With the increasing global AMR, bacteriophages as the natural enemies to the bacteria have regained interest in solving the crisis caused by multi-resistant bacteria. Each strain of bacteria has one or more corresponding bacteriophages. Bacteriophages can highly specifically recognize their target bacteria even in harsh environment. Typical lifecycle of virulent bacteriophage involves the following steps: specific absorption on the bacterial cell wall, DNA injection into the bacterial cell, progenies replication and the lysis of bacteria cell for releasing progenies. Bacteriophages functional proteins (BFP) such as tail fiber protein (TFP), tailspike protein (TSP) and endolysin are the essential recognition elements which are responsible for absorption, injection and lysis, respectively23. Therefore, BFPs assumes the ideal molecular recognition attributes of high specificity, robustness, good anti-interference capability and universality to each bacterium23. Unfortunately, just like the bacteriophage entity, TSP and endolysin both have the inherent lytic activity which could be unfavorable for bacteria capture and sample manipulation.
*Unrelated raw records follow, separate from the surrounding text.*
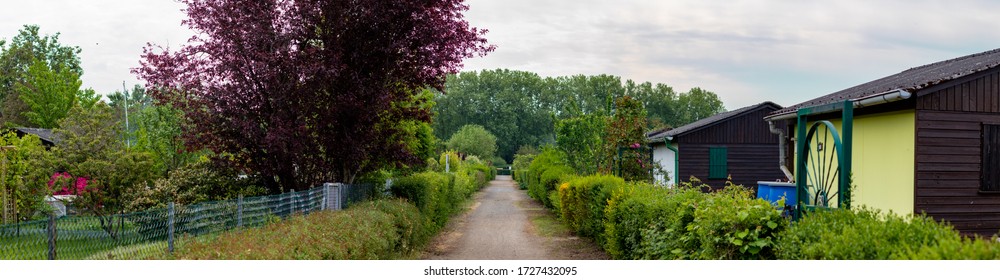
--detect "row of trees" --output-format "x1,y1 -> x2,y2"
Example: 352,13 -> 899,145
434,69 -> 725,162
0,0 -> 493,234
0,25 -> 100,128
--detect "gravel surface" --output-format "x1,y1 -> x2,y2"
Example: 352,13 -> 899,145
425,176 -> 549,260
422,176 -> 608,260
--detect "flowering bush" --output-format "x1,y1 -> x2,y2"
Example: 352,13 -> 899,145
49,172 -> 95,195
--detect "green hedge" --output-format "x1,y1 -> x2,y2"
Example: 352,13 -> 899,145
598,180 -> 787,259
174,199 -> 430,260
518,149 -> 576,208
558,175 -> 625,243
778,208 -> 1000,260
391,172 -> 456,231
553,176 -> 1000,260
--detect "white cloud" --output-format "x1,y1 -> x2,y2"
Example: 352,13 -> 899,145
0,0 -> 1000,108
0,0 -> 193,94
466,0 -> 1000,109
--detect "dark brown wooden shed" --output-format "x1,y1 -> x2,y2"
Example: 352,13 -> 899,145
768,49 -> 1000,236
647,102 -> 785,188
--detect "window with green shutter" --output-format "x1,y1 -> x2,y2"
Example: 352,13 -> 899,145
708,147 -> 729,179
979,124 -> 1000,193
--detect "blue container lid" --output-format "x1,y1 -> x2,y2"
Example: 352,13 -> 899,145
757,181 -> 774,202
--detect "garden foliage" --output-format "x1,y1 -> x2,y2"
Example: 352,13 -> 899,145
175,199 -> 431,260
518,148 -> 576,208
532,175 -> 1000,260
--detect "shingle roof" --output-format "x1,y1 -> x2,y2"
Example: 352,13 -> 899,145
14,127 -> 59,144
771,49 -> 1000,116
646,101 -> 781,141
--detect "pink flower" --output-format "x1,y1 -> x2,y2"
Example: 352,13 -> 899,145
48,172 -> 94,195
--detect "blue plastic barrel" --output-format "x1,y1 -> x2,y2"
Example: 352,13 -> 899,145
757,181 -> 774,202
768,182 -> 798,206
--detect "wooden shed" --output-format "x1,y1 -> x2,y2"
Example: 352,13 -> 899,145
767,49 -> 1000,236
646,102 -> 785,188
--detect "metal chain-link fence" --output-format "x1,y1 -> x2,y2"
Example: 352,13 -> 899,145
0,184 -> 381,260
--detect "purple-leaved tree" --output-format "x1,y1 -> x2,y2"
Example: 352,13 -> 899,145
133,0 -> 494,190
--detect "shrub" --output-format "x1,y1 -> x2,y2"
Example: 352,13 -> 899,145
777,208 -> 972,260
689,184 -> 788,259
438,151 -> 462,172
511,154 -> 535,190
559,175 -> 625,243
604,178 -> 787,259
391,172 -> 457,231
175,200 -> 429,260
526,148 -> 574,208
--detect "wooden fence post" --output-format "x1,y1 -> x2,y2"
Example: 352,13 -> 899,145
167,202 -> 174,253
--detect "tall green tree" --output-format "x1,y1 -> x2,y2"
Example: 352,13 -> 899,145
433,69 -> 723,161
556,115 -> 608,174
0,25 -> 83,127
108,85 -> 199,177
601,96 -> 655,181
48,103 -> 155,238
677,87 -> 726,125
0,132 -> 52,223
15,60 -> 83,128
135,0 -> 494,192
448,124 -> 497,159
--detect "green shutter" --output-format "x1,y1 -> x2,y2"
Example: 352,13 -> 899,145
708,147 -> 729,179
979,124 -> 1000,192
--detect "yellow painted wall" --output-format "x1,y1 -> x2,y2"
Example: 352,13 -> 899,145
792,110 -> 915,215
In the previous work, we had utilized to the Escherichia coli (E. coli) expression system to produce the TFP of Pseudomonas aeruginosa (P. aeruginosa)24. This recombinant TFP can specifically recognize P. aeruginosa without lytic activity. To investigate the application of TFP in AST detection, TFP-functionalized magnetic particles were utilized to specifically capture P. aeruginosa, and fluorescein isothiocyanate (FITC) labeled magainin II was utilized as the fluorescent tracer. A reverse assaying protocol (RAP) combined magnetic separation was developed to specific, rapid and sensitive detection and AST of P. aeruginosa.